(610a) Separation and Purification of Biobutanol During Bioconversion of Biomass | AIChE

(610a) Separation and Purification of Biobutanol During Bioconversion of Biomass

Authors 

Huang, H. - Presenter, University of Minnesota


Biofuels from biomass becomes more and more important, due to the limited availability and increasing costs of fossil fuels, the need for reduction in GHG emissions, and energy independence. ABE (Acetone-Butanol-Ethanol) fermentation is the second largest industrial fermentation process after ethanol. Butanol has several advantages over ethanol as a drop-in bio-fuel such as higher energy content, lower vapor pressure, and lower hygroscopy, and it can be produced from non-food, renewable lignocellulosic feedstocks and can be used in existing transportation fuel distribution infrastructure. Thus, biobutanol has the potential to substitute both bioethanol and biodiesel in the biofuels market estimated to be worth $247 billion by 2020. Today, biobutanol can compete with synthetic butanol in the chemicals market (Green 2011).

“Biotanol” can be produced by ABE fermentation using Clostridium acetobutylicum or C. beijerinckii under anaerobic conditions (Kraemer et al., 2010). Current commercial biotanol processes are based on fermentation of starch or sugar-based feedstocks. These feedstocks, however, are usually expensive leading to high production cost. In addition, most biobutanol plants use corn, which may compete with food and feed.
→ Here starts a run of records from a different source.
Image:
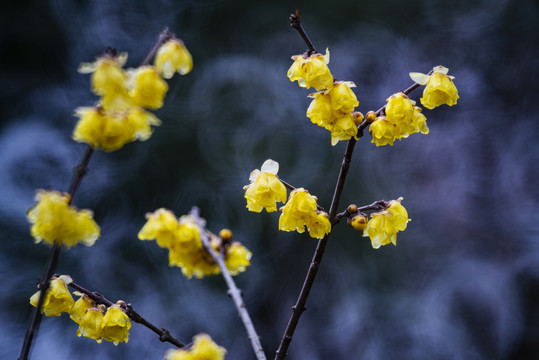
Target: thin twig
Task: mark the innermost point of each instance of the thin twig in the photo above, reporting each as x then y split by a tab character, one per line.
295	22
292	188
44	283
164	335
233	290
80	171
299	307
376	206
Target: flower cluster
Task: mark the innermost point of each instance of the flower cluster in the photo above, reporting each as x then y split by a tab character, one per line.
383	226
401	119
54	220
182	238
112	326
333	105
203	349
265	189
439	88
120	116
301	211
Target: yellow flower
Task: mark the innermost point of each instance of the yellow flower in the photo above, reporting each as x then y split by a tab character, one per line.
311	71
173	57
91	325
53	220
439	88
318	225
109	80
78	310
161	226
110	130
203	349
342	96
146	87
237	258
58	298
265	188
382	132
402	119
116	325
383	226
344	128
301	211
359	222
332	109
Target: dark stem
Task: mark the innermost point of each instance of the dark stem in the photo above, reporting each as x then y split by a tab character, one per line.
233	290
165	36
80	171
44	283
295	22
164	335
376	206
299	308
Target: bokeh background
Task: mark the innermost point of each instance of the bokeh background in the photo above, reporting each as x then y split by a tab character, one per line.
463	282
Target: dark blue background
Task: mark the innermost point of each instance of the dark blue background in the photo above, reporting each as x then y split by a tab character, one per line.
463	282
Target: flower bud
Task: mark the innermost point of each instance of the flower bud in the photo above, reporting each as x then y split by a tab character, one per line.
371	116
358	222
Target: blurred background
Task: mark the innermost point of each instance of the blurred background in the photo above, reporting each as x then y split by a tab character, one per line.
463	281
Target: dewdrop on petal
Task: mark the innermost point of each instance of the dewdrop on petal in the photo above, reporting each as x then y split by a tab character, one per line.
439	88
58	298
173	57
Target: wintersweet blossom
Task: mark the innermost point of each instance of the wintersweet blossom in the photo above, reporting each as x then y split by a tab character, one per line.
311	71
58	298
401	119
54	220
301	211
116	325
332	110
78	310
182	238
111	129
203	349
383	226
439	88
91	324
173	57
146	87
265	189
108	79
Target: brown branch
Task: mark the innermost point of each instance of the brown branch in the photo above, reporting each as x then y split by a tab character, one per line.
233	290
295	22
376	206
80	171
164	335
299	307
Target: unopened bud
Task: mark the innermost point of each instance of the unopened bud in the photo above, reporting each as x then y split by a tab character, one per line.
371	116
225	234
358	117
358	222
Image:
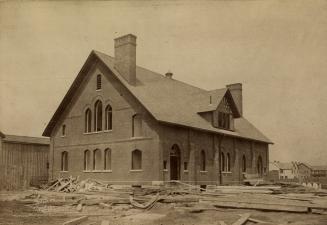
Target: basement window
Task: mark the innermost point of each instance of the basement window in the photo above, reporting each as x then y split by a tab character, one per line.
97	159
98	82
64	161
136	125
136	160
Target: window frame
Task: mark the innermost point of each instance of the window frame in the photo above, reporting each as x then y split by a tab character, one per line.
203	161
107	158
88	121
136	166
64	161
87	160
98	82
98	114
108	117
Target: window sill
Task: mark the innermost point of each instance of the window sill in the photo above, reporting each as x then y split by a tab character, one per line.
136	171
94	132
135	138
97	171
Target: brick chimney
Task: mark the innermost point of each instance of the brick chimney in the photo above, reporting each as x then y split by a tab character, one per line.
125	57
169	75
236	91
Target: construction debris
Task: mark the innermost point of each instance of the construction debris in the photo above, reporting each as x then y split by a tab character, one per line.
85	194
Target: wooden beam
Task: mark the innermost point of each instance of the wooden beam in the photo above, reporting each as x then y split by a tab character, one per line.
242	220
261	206
76	221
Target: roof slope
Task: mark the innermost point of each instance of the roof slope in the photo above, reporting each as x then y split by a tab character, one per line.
169	101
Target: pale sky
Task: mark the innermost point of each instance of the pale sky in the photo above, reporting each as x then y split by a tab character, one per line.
277	49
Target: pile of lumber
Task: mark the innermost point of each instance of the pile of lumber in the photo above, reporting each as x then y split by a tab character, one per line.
71	184
91	192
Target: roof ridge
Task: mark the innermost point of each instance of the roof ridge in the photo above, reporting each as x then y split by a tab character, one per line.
157	73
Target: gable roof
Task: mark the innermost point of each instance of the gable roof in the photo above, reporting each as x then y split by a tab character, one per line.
167	100
27	140
319	167
284	166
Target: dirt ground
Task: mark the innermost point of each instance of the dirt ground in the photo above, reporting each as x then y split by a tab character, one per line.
13	210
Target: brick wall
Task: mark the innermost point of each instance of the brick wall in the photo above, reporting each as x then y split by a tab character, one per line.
155	143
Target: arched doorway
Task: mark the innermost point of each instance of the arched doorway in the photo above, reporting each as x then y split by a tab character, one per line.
259	166
175	161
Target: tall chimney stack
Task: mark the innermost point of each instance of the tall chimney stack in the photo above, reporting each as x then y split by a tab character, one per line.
125	57
236	91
Thus, there has been a growing research interest in developing non-food, renewable biomass based drop-in biofuels such as biobutanol. However, there are still many challenges to be solved for making biomass based biobutanol economically and commercially viable. The unsolved challenges include (i) high product (especially butanol) inhibition, (ii) low butanol yield and productivity, and (iii) expensive downstream processing (product separation) (Kraemer et al., 2010; Kumar and Gayen, 2011). Among these challenges, the separation and removal of product butanol is a critical issue. In this study, an extensive review of separation and purification of butanol from fermentation broth is provided, including gas stripping, distillation, liquid-liquid extraction, membrane separation (e.g., pervaporation), adsorption (e.g.., molecular sieve adsorption), membrane solvent extraction, and integrated separation-fermentation, etc. This could be helpful in research and development of renewable butanol biofuels.

References

Green E. M., Fermentative production of butanol – the industrial perspective, Current Opinion of Biotechnology, 22: 1-7 (2011).

Kraemer K., Harwardt A., Bronneberg B., and Marquardt W. Separation of butanol from acetone-butanol-ethanol fermentation by a hybrid extraction-distillation process. 20th European Symposium on Computer Aided Process Engineering – ESCAPE20, S. Pierucci and G. Buzzi Ferraris (Ed.), 2010.